En cet inoubliable 14 juillet, la vie de Louis Vidal était aussi bouleversée que la France au lendemain de la Prise de la Bastille ; à sept ans, devant ce magnifique monument aux morts, notre héros comprenait qu’il était le « plus français de tous les hommes » ; et, dès lors, il s’élevait de son existence heureuse un chant d’amour d’une pureté telle qu’il ne se pouvait venir d’un autre goût que le français.
En effet, preuve de la noblesse de son âme : Louis Vidal fut amoureux très tôt. Longtemps, ce simple mot de « France » agitait son cœur aussi brusquement que celui d’un chérubin en face de sa comtesse. Le jeune enfant éprouvait pour la France cette passion sourde et sacrée – que seuls les enfants connaissent, et seulement quelques-uns – où la dévotion est embrasée par la crainte et où l’ignorance laisse place aux premiers phantasmes : en somme, il aimait le France comme ses camardes aimaient leur maîtresse, sans même savoir ce que c’était qu’une femme. Notre héros aimait tout de la France : comme une toile de Delacroix, il la scrutait des heures durant, dans ses manuels scolaires, sur les planisphères ou les cartes routières.

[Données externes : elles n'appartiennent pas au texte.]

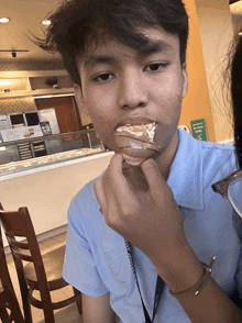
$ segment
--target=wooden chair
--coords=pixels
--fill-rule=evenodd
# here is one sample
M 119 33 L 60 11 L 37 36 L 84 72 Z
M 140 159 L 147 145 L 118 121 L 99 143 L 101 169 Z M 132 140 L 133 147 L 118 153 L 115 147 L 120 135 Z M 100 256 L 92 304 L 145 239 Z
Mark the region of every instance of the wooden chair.
M 0 204 L 1 208 L 1 204 Z M 0 222 L 1 224 L 1 222 Z M 0 225 L 0 319 L 2 323 L 24 323 L 19 302 L 9 275 L 6 254 L 3 249 Z M 7 309 L 10 310 L 10 314 Z
M 14 259 L 20 289 L 22 293 L 23 310 L 26 323 L 32 323 L 31 305 L 43 309 L 46 323 L 54 323 L 54 310 L 65 308 L 74 302 L 81 312 L 81 293 L 75 290 L 75 296 L 59 302 L 53 302 L 51 291 L 68 286 L 63 279 L 63 264 L 65 246 L 51 253 L 41 255 L 35 231 L 28 208 L 20 208 L 14 212 L 0 210 L 0 220 L 9 242 Z M 15 237 L 25 237 L 19 242 Z M 23 261 L 29 261 L 23 266 Z M 41 300 L 33 296 L 40 291 Z

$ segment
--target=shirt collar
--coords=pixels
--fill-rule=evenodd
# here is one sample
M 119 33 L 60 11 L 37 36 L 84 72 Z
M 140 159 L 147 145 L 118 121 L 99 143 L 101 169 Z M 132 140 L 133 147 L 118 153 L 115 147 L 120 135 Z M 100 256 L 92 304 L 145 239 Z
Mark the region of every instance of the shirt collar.
M 177 130 L 179 143 L 167 183 L 179 207 L 204 210 L 201 146 L 190 134 Z

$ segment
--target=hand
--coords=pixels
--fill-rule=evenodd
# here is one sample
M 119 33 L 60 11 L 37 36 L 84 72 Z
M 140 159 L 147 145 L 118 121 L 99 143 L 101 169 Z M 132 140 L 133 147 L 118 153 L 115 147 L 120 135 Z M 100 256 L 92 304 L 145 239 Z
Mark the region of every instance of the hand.
M 166 266 L 188 244 L 179 208 L 153 159 L 143 162 L 141 168 L 123 167 L 122 162 L 120 154 L 114 155 L 95 182 L 105 221 L 154 265 Z

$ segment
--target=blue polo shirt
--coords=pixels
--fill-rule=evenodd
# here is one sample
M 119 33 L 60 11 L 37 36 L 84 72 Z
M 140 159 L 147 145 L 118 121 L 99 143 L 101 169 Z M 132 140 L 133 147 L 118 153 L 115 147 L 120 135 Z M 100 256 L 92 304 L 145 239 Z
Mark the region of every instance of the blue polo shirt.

Il était fasciné par les formes étranges de ce territoire si beau, si équilibré : hexagone sublime entre Atlantique et Méditerranée, Manche et mer du Nord, comme un baiser entre la côte et la montagne, qui faisait sur la carte du monde, une forme ainsi qu’un cœur sur l’épaule d’un camionneur. C’était une chose immuable sur cette pointe de l’Europe, un sceau inscrit pour toujours sur la croûte terrestre, dessiné autour d’un centre parfait, brillant d’un nom de perfection : Paris.

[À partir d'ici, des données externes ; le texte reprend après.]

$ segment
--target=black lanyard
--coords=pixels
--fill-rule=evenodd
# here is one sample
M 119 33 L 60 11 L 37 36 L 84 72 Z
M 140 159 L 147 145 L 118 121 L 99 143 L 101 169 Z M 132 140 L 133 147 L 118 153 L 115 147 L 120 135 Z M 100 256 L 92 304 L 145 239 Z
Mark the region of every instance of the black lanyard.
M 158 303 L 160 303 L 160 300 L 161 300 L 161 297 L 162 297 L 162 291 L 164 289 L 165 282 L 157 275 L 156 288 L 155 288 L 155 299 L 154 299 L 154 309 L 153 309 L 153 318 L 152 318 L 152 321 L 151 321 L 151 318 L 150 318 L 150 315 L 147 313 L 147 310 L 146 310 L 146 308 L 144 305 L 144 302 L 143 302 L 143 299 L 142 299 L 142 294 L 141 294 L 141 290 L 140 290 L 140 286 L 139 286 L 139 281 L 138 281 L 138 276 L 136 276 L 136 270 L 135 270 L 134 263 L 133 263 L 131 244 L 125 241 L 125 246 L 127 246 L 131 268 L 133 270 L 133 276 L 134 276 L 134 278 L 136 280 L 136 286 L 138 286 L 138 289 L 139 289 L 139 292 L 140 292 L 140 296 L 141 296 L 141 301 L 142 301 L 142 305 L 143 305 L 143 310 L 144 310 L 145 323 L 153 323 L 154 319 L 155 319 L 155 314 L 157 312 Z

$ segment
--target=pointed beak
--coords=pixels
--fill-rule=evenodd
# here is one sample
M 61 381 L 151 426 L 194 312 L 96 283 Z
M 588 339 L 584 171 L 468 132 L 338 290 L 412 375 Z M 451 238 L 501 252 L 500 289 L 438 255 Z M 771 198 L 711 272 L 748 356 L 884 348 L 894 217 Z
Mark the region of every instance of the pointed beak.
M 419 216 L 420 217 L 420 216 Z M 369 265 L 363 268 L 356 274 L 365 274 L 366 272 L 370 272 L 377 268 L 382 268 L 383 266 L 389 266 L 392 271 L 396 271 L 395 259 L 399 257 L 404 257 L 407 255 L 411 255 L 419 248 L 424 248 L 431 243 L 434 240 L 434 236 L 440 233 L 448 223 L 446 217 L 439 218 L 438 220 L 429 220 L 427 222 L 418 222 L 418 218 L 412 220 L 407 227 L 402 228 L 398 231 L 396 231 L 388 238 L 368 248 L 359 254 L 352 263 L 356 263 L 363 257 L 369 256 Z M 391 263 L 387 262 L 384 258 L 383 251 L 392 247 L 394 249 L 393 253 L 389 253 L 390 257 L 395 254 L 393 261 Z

Souvent le petit Louis fermait les yeux le soir, avant de s’endormir ; il voyait alors, dans le noir tricolore de ses paupières, la forme familière de sa nation tant aimée : cet écrin parfait, animé d’une symétrie de miroir, où pointaient des décors de paradis, comme la Provence, le Cantal, la Champagne ou le Velay. Son amour d’enfant restait secret, bien sûr : Louis Vidal n’était qu’un enfant. Mais le temps passe vite…

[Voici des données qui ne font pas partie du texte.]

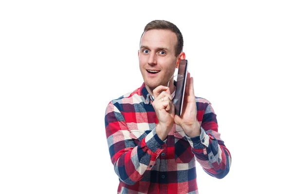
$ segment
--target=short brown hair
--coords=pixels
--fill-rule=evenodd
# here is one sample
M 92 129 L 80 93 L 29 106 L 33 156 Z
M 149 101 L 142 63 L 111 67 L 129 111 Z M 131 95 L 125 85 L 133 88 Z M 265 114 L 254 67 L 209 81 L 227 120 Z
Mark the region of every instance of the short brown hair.
M 150 30 L 168 30 L 174 32 L 178 38 L 178 43 L 175 46 L 175 56 L 177 57 L 182 51 L 183 47 L 183 38 L 180 29 L 174 24 L 165 20 L 153 20 L 149 22 L 144 28 L 144 32 L 141 37 L 146 32 Z

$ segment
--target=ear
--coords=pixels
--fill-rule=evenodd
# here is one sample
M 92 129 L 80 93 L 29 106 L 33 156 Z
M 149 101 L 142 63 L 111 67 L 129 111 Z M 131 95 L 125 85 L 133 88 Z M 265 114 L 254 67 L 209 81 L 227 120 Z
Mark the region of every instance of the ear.
M 181 61 L 181 60 L 184 59 L 185 59 L 185 53 L 183 52 L 182 52 L 179 55 L 179 56 L 178 57 L 176 68 L 179 68 L 179 65 L 180 65 L 180 61 Z

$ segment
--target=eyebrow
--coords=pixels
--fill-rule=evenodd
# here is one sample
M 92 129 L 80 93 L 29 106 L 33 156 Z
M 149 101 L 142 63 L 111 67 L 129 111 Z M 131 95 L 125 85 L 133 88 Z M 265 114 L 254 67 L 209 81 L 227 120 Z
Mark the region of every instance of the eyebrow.
M 141 45 L 141 46 L 140 47 L 140 49 L 141 48 L 148 48 L 149 49 L 149 47 L 147 47 L 146 46 L 144 46 L 144 45 Z M 166 48 L 165 47 L 158 47 L 157 48 L 156 48 L 156 50 L 169 50 L 167 48 Z

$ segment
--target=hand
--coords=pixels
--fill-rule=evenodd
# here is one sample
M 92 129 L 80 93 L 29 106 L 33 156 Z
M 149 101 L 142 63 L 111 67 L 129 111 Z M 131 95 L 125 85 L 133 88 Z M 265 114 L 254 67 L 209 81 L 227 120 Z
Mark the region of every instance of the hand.
M 194 79 L 188 72 L 185 83 L 182 113 L 180 116 L 176 115 L 175 123 L 180 126 L 188 137 L 194 137 L 201 134 L 201 126 L 197 120 L 197 106 L 194 92 Z
M 156 133 L 159 138 L 164 141 L 173 126 L 174 106 L 168 87 L 160 85 L 153 90 L 153 92 L 154 101 L 152 106 L 158 120 Z

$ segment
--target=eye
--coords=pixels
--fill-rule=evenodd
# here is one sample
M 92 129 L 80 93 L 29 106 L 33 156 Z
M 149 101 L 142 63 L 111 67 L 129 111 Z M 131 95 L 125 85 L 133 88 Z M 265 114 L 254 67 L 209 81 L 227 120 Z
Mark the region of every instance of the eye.
M 144 53 L 145 54 L 148 54 L 148 53 L 149 53 L 149 50 L 143 50 L 143 53 Z
M 165 55 L 165 54 L 166 54 L 164 51 L 163 50 L 161 50 L 160 51 L 158 52 L 159 54 L 162 54 L 162 55 Z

Entre douze à quatorze ans, sentant poindre en lui les premières fièvres de la puberté, il délaissait les cartes ; beau et rasé de frais, il s’en allait seul dans la campagne, avec l’air impatient de ceux qui vont retrouver leur chérie. Louis Vidal ne se satisfaisait plus de la contemplation : il lui fallait toucher et sentir la France. Alors il prenait les plaines, les cols et les vallées : et ils s’y jetait dedans, respirant chaque pré, câlinant chaque brindille et chaque feuille, buvant l’eau de toutes les rivières, comme dans le but de caresser le corps nu de cet être féminin qu’il aimait si puissamment. Il voyait la France s’incarner dans chaque pierre, dans chaque pousse, et il s’y roulait dedans en s’oubliant tout entier, dans la fureur masturbatoire de ses premiers ébats patriotiques.
Arrivé vers dix-huit ans, les forêts devinrent des cheveux, et les collines furent les formes d’une jeune femme. Louis Vidal y voyait la France ; elle s’appelait France d’ailleurs, cette femme imaginaire. Il l’embrassait, et lui parlait : dans ses yeux, il voyait Paris, la rive droite, et la rive gauche ; dans ses bras, il voyait la Bretagne et l’Alsace, tandis que ses deux petites menottes lui figuraient Brest et Strasbourg ; il embrassait ses petits pieds, comme autant de ville du sud ; son ventre ballonné était comme le vaste Bourgogne ; ses deux seins lourds, c’était le labourage et le pâturage et le triangle de son sexe, c’était l’Auvergne.
Louis Vidal était Auvergnat. Mais il aimait tout de cette femme. Ils passaient des heures tous les deux, dans sa chambre, dehors, partout, ensemble ; et ils s’aimaient, d’un amour presque douloureux. Louis Vidal ne fut jamais plus patriote – amoureux – que dans ces heures-là de sa jeunesse. Ce bonheur dura presque dix ans : mais par le drame d’une dame en noir, tout s’effondra. Louis Vidal avait 29 ans ; l’âge mûr.